I thank Thee that I am not like....

 

 

 

 

St Matthew 9:9-13  As Jesus passed on from there, he saw a man called Matthew sitting at the tax booth, and he said to him, “Follow me.” And he rose and followed him.

   

Jesus asks a tax collector to follow him?!  Really?  Didn't he know that tax collectors were notoriously corrupt?  Didn't he know that they were the Benedict Arnold's of their day, informing on their fellow Jews to an oppressive occupying Roman army?  

      

Why, then didn't Jesus find someone more honorable? Someone more patriotic?  Someone who didn't exploit and betray his neighbor?  

      

The answer, I think, is found at the conclusion of the passage when the religious elite ask a similar question of Jesus’ disciples: “Why does your teacher eat with tax collectors and sinners?”  Overhearing them, Jesus himself replies:  “Those who are well have no need of a physician, but those who are sick.

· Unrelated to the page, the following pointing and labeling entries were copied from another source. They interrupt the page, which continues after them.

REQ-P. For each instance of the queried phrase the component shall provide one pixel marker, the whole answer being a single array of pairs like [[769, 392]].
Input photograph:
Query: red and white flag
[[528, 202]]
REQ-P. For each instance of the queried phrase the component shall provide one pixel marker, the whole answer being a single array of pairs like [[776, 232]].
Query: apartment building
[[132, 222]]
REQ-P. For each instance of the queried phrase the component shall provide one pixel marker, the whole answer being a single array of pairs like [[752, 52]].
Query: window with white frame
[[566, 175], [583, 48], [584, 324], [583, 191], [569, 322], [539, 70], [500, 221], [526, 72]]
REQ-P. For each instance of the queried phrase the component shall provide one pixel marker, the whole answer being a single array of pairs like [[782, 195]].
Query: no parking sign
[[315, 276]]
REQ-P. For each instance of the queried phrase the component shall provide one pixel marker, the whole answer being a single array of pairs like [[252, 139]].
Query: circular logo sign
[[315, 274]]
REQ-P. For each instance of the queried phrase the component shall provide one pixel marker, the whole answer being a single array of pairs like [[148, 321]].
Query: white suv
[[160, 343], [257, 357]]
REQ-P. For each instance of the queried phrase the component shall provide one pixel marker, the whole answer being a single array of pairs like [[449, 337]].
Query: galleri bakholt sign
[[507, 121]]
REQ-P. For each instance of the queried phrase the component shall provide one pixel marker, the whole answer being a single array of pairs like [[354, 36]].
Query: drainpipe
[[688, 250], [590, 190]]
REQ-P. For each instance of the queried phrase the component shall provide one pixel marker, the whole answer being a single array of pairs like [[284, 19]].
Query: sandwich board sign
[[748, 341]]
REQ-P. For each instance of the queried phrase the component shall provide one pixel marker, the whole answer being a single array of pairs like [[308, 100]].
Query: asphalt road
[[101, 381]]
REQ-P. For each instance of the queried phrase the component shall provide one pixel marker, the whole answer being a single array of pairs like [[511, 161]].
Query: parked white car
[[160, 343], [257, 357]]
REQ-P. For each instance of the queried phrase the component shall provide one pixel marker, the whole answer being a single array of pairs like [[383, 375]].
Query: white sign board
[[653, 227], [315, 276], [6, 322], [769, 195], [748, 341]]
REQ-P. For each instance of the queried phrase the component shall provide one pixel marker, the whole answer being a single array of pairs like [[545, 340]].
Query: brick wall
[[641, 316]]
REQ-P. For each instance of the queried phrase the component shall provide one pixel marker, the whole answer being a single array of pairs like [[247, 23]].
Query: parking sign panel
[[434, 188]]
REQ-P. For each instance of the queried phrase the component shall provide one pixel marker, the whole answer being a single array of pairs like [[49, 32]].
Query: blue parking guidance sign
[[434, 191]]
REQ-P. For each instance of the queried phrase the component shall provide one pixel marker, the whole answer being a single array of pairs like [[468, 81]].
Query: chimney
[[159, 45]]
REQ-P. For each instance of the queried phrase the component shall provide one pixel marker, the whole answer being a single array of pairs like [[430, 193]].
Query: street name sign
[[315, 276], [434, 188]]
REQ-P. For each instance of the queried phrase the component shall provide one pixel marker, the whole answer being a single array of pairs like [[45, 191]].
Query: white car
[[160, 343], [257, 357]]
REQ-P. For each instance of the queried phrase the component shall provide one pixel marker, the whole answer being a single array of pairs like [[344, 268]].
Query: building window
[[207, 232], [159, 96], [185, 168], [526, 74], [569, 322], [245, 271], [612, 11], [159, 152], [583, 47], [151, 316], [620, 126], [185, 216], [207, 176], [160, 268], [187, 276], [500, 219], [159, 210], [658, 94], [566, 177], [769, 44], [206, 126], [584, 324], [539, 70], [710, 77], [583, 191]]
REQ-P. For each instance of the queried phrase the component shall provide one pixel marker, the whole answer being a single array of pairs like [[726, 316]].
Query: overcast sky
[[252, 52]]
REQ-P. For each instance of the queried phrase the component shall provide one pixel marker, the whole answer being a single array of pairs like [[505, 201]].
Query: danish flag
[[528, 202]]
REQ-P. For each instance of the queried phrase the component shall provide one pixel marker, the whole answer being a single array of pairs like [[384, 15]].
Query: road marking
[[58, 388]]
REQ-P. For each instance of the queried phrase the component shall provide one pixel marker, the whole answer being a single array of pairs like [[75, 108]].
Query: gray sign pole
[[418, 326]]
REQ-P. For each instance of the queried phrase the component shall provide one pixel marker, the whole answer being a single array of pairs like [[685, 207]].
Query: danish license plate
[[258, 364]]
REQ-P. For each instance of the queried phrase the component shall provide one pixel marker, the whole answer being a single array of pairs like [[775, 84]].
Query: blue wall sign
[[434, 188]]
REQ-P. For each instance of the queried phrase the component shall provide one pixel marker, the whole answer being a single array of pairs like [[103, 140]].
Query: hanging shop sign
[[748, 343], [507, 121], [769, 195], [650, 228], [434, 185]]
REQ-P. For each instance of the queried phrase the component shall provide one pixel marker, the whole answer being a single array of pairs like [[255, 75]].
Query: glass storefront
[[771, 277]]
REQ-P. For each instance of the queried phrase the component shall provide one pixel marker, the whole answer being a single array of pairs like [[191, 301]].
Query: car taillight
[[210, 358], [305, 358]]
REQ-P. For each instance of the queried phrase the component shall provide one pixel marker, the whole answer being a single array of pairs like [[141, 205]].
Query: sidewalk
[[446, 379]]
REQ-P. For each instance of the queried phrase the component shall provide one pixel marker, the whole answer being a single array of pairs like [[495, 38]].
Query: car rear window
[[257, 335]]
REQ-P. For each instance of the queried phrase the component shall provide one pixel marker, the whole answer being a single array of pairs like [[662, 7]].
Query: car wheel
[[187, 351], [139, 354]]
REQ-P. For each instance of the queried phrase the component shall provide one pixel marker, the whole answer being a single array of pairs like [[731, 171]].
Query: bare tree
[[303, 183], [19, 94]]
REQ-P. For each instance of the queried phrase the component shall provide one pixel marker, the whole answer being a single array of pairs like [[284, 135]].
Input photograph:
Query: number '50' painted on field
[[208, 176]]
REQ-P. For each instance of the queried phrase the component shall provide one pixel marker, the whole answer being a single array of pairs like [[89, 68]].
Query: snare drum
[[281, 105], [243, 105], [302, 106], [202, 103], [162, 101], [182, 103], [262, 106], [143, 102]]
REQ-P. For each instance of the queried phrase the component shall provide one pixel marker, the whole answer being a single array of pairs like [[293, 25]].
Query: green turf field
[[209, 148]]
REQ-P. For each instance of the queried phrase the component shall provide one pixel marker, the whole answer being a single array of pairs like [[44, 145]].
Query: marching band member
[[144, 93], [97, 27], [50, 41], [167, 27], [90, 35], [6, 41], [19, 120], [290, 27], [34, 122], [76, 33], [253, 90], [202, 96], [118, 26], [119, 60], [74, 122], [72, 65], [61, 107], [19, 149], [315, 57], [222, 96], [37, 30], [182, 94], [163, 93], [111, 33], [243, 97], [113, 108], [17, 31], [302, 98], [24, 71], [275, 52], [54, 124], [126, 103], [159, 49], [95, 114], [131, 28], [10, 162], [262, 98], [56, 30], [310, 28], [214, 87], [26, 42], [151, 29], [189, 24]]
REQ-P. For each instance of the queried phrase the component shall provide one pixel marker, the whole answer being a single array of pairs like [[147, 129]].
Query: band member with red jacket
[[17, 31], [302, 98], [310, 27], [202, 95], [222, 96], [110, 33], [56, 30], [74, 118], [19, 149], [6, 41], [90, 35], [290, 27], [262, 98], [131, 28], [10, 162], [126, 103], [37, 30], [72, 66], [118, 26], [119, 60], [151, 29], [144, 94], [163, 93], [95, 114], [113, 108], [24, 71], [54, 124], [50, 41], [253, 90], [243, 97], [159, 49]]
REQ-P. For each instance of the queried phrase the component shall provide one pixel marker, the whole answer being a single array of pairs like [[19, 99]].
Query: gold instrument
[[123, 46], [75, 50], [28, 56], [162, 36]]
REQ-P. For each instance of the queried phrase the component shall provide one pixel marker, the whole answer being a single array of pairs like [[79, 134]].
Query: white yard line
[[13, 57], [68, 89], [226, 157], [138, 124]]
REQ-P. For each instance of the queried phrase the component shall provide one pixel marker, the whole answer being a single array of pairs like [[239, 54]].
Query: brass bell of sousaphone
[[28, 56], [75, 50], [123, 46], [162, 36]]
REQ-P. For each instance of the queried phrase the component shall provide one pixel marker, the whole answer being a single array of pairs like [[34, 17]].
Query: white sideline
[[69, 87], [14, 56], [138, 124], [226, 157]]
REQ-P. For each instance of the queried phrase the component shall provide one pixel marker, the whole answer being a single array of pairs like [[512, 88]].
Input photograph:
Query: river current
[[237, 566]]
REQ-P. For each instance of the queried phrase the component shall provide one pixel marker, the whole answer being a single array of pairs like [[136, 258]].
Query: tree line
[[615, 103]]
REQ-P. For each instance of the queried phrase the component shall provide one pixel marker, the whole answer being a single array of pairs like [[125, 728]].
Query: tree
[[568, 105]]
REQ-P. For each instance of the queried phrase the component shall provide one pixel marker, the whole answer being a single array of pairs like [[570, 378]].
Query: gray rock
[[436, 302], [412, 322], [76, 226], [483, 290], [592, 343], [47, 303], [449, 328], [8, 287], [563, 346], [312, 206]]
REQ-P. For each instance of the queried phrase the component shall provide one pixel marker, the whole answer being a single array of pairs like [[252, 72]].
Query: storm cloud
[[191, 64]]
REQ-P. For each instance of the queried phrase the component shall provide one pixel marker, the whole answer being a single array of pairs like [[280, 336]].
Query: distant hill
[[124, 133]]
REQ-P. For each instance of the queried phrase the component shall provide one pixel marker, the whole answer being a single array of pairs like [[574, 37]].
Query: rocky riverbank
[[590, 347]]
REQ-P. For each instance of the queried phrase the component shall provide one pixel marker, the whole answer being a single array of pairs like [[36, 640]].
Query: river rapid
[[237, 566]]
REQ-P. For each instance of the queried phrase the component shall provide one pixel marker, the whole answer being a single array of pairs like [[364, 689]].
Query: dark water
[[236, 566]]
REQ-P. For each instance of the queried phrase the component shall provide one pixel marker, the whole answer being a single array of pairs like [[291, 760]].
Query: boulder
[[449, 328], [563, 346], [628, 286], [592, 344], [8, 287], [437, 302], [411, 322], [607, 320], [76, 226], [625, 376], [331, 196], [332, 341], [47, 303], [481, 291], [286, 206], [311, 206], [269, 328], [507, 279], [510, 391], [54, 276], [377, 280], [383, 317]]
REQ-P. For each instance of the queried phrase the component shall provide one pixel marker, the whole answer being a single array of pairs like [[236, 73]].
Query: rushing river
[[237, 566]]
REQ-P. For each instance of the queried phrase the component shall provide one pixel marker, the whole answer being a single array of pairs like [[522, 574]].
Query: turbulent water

Go and learn what this means: I desire mercy, and not sacrifice.’ For I came not to call the righteous, but sinners.”

      

My theory?  Jesus didn’t call Matthew because he was sick.  Everyone is.  No, what made Matthew relatively unique was that he knew he was sick.

         

That is quite unusual.  After all, the human heart is skilled in the art of make-up, or better, self-justification.  Even genocidal sociopaths insist that their cause is a just and righteous one.  

  

A seminary professor of mine once read our class the parable Jesus told about the tax collector and the Pharisee.  Both went into the temple to pray at which point the Pharisee stood up and said, 'I thank thee, Lord, that I am not like this lowly tax collector' before going on to list his many virtues.  By contrast, the tax collector didn't even lift his face toward heaven, beating his breast, he cried, 'Have mercy upon me Lord, for I am a sinner.'  Jesus tells his listeners that it was the sinful tax collector and not the righteous Pharisee that was approved by God.

 

Our professor then asked us to raise our hands if we ‘want to avoid being like that Pharisee.'  Most of us raised our hands.'  He then replied, 'Congratulations.  You just became one.'

 

I wonder if the only people who are not self-righteous are those who know and admit that they are.  It’s not unlike the irony that those who think themselves humble are actually quite proud, while those who think themselves proud are more likely to be humble.

 

If this incident teaches us anything it is this:  'The only ones who are well, according to Jesus, are those who acknowledge that they are aren't.'

 

If Jesus were speaking to a church-going audience, I suspect he’d tell the same parable, though perhaps exchanging Pharisee for ‘Reverend’ or ‘Bishop’ or ‘Elder.’

     

However, what if Jesus were speaking to a ‘mixed’ audience, comprised of ‘pro-church’ people (who never critique the church and never miss a Sunday) and 'post-church’ people (who have been burned by church and are ‘done with it’).  Were that the case, I wonder if Jesus might take say something like this:  

 

'Two men, Larry and Michael, walked toward church.  Larry, and Elder, went inside to pray.  Passing by outside, Michael prayed, 'I thank thee, Lord, that I am not like Larry, who thinks himself too righteous to ever miss church.  Having sat down inside, Larry prayed, ‘I thank thee Lord, that I am not like Michael, who thinks himself too righteous to ever attend church.'

 

I suspect Jesus would conclude with:  Neither went home approved.

 

Same essential problem.  Differing settings.